You have extremely high expectations. Not going to be happen! I'm willing to bet $10k with anyone (of course, the actual bet is infeasible unfortunately).

CEO will NOT provide any additional data/analysis.

The best (even that is far fetched, imo) that can happen is that he may give acceptable reasons to all the flaws/discrepancies in the current numbers on the slide (e.g., p-values, baseline scores on slide #21, n values for all the analysis).

The above is what I want to hear from Missling.

[Anshu2]

On the positive side, MMRM should give positive results, or at least could very well. Also, what is guaranteed is that: If NDA is submitted, the submission data will have everything that is required by FDA. Of course. Nothing to worry there.

It's just that we (investors) will not know all that is submitted --- and CEO is NOT obligated to reveal everything either (I know SRPT never revealed the actual WB dystrophin numbers for the patients, which were terribly low and came to light only when FDA made their briefing docs public).

At this point, I'll be happy with (1) Reasons for discrepancies in the already given numbers, so we have 100% confidence in whatever numbers are already released, (2) Delta ADCS-ADL numbers.

If I get the above two, I'll buy a boatload more for anything less than $12 (maybe, even $13-15).

[peeved]

Thanks again for your insights
I and am sure others very much appreciate your insights.

Sounds like you are seeing this as failure of endpoints unless that data is presented. On slide 21 for numbers it gives ITT but the p value is from PP?

It begs the question as in RETT that if they had data they would have presented it so it seems they might not. I sincerely hope they do.

I am more interested in p4 trial so i was hoping they could present data to fda to convince them of this. I would be flabbergasted if missling does not see the fda requirements and PRs meeting endpoints. This really doesn’t make sense to me

[frrol]

I'll incorporate your thoughts into a couple questions to pass to IR. On Monday, with just 2 days of time, I think we'll get more explanation than additional analysis. What I'd like to hear is that this statistical rigor and transparency is coming with a proper TLR, and when.

Stick around. Ignore "FUD" accusations.

[sab63090]

Doc328

I appreciate your requirements for Missling to present ITT before PP and your hopes that he does give the 30mg and 50mg breakout report...it was interesting to me to see that if they started out with a 50mg treatment and it was lowered to 30mg, it would still be reported at 50mg.

Do you really think that Missling would do as you stated in your post?

"Missling knows this.

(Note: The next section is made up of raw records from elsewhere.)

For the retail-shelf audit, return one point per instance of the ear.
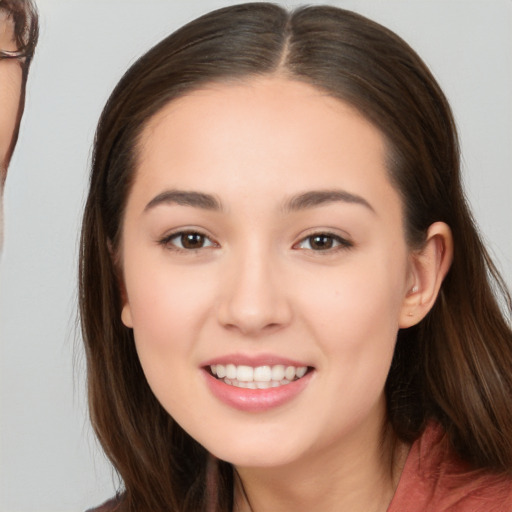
(429, 266)
(126, 314)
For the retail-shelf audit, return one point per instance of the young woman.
(285, 303)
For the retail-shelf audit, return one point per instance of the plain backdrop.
(49, 460)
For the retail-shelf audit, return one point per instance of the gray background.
(49, 458)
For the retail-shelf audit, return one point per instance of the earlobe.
(126, 315)
(429, 266)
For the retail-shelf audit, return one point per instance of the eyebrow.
(303, 201)
(185, 198)
(315, 198)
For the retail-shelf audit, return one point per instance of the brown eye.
(188, 240)
(323, 242)
(192, 240)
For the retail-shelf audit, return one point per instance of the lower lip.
(256, 400)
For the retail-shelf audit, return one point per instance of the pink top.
(434, 479)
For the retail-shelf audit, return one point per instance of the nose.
(254, 298)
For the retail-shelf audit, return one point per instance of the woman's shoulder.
(112, 505)
(435, 479)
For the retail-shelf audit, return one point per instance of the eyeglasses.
(15, 54)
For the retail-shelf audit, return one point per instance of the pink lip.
(255, 400)
(254, 360)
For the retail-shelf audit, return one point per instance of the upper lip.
(254, 360)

I hope he does not try to be cute and try to hype PP data if the ITT data is not first presented. An ITT miss with PP hit is a phase 3 fail but not a 2b total loss."

[VuBru]

What they reported were very simple statistics, and I am assuming from what the company said that this was due to time constraints. I think you are right on about needing a MMRM (mixed effect model repeated measures) analysis. That could address the drop-out issue in a reasonable way but would not necessarily hurt the results - this analysis could even improve the p values on the primary outcomes slightly.

[bluesky29]

Some drop out patients can be completely taken off analysis depending on how far in trials.That will create differential bias but very small in treatment arm to placebo.If you pay attention to SD of base line and sample size .Actual p value will improve.I do not think final results far off ITT patients.

[12x]

Here is one recent FDA’s example of Amylyx ALS drug submission illustrating many of the MB discussion points. Slide 36 shows FDA recalculated the p-value using ITT with MMAR instead of company provided mITT with LOCF.

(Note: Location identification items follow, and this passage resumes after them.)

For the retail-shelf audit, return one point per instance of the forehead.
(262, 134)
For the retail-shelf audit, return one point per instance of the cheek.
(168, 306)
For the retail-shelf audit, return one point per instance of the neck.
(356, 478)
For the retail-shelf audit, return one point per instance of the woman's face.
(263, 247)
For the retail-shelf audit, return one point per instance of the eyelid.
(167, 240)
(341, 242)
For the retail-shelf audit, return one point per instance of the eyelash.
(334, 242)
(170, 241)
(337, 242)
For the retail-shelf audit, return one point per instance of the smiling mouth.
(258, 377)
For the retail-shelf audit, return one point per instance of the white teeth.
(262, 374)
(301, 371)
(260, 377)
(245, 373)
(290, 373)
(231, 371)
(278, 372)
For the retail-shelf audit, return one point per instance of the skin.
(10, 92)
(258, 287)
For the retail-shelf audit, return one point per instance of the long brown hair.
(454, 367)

Anavex slides labeled ITT analysis so if that’s the case, the reported results should be in line with FDA expectation. Even if mITT (or PP) was used as some suspected, the p-value impact is small given both placebo and treated baseline ADAS-cog values are both 1 point lower than mITT baseline. The MMRM use random treated group 48week samples to impute the dropout patient’s 48w samples resulting no change in 48w value.

https://www.fda.gov/media/157288/download

[BIOChecker4]

Thanks, DOC328. Readers are very fortunate to have your deep insight and analysis.